Suppose we wish to evaluate $x \equiv c^{d} \ (\text{mod} \ m)$ where the prime factorization of $m$ is $m=p_1^{n_1} \cdot p_2^{n_2} \cdots p_t^{n_t}$. The numbers $p_i$ are distinct prime numbers and each exponent $n_i \ge 1$. To prepare for the calculation, do the following:

Let $m_i=p_i^{n_i}$ for each $i$.

Calculate $\phi(m_i)$ for each $i$.

Case 1. The base $c$ and the modulus $m$ are relatively prime.
Then the answer to the original exponentiation problem is identical to the solution to the following system of $t$ congruence equations:

$x \equiv c^{d_1} \ (\text{mod} \ m_1)$

$x \equiv c^{d_2} \ (\text{mod} \ m_2)$

$\cdots$

$x \equiv c^{d_t} \ (\text{mod} \ m_t)$

where $d_i \equiv d \ (\text{mod} \ \phi(m_i))$ for each $i$. If possible, each $c^{d_i}$ should be reduced modulo $m_i$.

Case 2. The base $c$ and the modulus $m$ are not relatively prime.
In this case, $c$ and $m$ have prime factors in common (at least one $p_i$). The idea here is that for any $p_i$ that is a prime factor of $c$, the equation $x \equiv c^{d_i} \ (\text{mod} \ m_i)$ in Case 1 is replaced by $x \equiv 0 \ (\text{mod} \ m_i)$. Then solve the resulting system of equations (see Example 2). Essentially, Case 2 can fall under Case 1 with $c^{d_i}$ being congruent to zero. We call out Case 2 for the sake of clarity.

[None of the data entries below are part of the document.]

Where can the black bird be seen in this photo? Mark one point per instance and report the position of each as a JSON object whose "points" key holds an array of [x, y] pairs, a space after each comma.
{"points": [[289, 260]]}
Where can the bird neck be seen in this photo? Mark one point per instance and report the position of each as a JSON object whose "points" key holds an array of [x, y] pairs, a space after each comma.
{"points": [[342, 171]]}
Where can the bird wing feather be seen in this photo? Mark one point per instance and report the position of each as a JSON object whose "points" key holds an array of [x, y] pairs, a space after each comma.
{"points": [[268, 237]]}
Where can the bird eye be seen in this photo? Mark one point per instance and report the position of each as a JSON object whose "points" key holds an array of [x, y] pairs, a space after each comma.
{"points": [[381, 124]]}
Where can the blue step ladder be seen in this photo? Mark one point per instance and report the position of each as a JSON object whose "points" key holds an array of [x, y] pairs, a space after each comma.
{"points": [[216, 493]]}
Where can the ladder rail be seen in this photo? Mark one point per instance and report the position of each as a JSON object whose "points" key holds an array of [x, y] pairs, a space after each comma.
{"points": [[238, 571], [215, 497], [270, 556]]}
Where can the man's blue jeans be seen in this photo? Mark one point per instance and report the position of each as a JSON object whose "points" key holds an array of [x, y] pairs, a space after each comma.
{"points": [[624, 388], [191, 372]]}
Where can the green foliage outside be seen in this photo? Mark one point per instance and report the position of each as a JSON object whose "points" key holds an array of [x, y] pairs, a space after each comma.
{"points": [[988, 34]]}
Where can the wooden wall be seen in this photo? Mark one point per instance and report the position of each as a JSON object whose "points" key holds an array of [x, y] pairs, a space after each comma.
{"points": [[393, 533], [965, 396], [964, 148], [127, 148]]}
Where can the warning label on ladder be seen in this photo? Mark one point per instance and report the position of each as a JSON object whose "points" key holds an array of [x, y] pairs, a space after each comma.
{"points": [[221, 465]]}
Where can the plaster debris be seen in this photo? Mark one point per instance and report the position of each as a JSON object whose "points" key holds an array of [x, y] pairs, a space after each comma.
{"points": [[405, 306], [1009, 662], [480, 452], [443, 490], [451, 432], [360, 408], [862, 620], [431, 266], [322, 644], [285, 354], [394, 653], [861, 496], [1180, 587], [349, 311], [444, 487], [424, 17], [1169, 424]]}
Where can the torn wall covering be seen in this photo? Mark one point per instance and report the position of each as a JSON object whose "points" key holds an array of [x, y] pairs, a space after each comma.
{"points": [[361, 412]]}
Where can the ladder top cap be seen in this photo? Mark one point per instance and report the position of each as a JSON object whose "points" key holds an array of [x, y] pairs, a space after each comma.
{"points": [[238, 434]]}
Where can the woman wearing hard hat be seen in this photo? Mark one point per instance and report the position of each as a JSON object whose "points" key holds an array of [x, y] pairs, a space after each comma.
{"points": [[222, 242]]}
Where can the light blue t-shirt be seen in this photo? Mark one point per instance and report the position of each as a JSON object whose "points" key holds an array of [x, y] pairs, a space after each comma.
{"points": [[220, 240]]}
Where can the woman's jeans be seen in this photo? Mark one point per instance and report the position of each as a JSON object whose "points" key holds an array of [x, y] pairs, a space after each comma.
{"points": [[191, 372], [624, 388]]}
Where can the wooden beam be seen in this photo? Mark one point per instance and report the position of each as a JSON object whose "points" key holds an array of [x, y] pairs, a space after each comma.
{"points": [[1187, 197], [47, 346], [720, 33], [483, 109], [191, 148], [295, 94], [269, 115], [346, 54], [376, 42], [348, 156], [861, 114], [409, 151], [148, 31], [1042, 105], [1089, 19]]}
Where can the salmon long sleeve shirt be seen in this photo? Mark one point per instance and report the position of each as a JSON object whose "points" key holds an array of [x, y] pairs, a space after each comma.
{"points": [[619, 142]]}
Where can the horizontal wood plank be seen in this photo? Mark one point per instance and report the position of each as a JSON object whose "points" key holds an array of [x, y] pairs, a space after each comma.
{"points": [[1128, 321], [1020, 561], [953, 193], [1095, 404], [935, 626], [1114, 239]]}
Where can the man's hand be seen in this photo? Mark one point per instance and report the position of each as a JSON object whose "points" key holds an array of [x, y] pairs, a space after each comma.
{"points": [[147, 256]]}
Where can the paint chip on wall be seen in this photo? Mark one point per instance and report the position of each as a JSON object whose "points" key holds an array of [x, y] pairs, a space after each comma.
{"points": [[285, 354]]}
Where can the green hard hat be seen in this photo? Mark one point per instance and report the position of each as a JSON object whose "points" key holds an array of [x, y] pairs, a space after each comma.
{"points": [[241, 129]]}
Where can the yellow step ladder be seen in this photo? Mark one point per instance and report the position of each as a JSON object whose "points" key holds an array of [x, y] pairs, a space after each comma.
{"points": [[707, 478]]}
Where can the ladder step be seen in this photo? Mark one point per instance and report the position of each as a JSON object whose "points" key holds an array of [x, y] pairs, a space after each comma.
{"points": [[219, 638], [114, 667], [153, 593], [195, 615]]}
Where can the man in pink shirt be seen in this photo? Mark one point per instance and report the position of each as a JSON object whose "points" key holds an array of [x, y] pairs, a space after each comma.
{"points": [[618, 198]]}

The original exponentiation $c^d$ boils down to solving an appropriate system of CRT congruences as described above. Once the equivalent system of congruences is set up, use the algorithm discussed here or here to do Chinese remaindering.

Comment
Both Case 1 and Case 2 produce a system of linear congruence equations that have identical solution to the original equation. This is a result of using CRT (see Theorem D and Theorem G here). The savings in the calculation come in the form of the smaller exponentiations in the resulting congruence equations.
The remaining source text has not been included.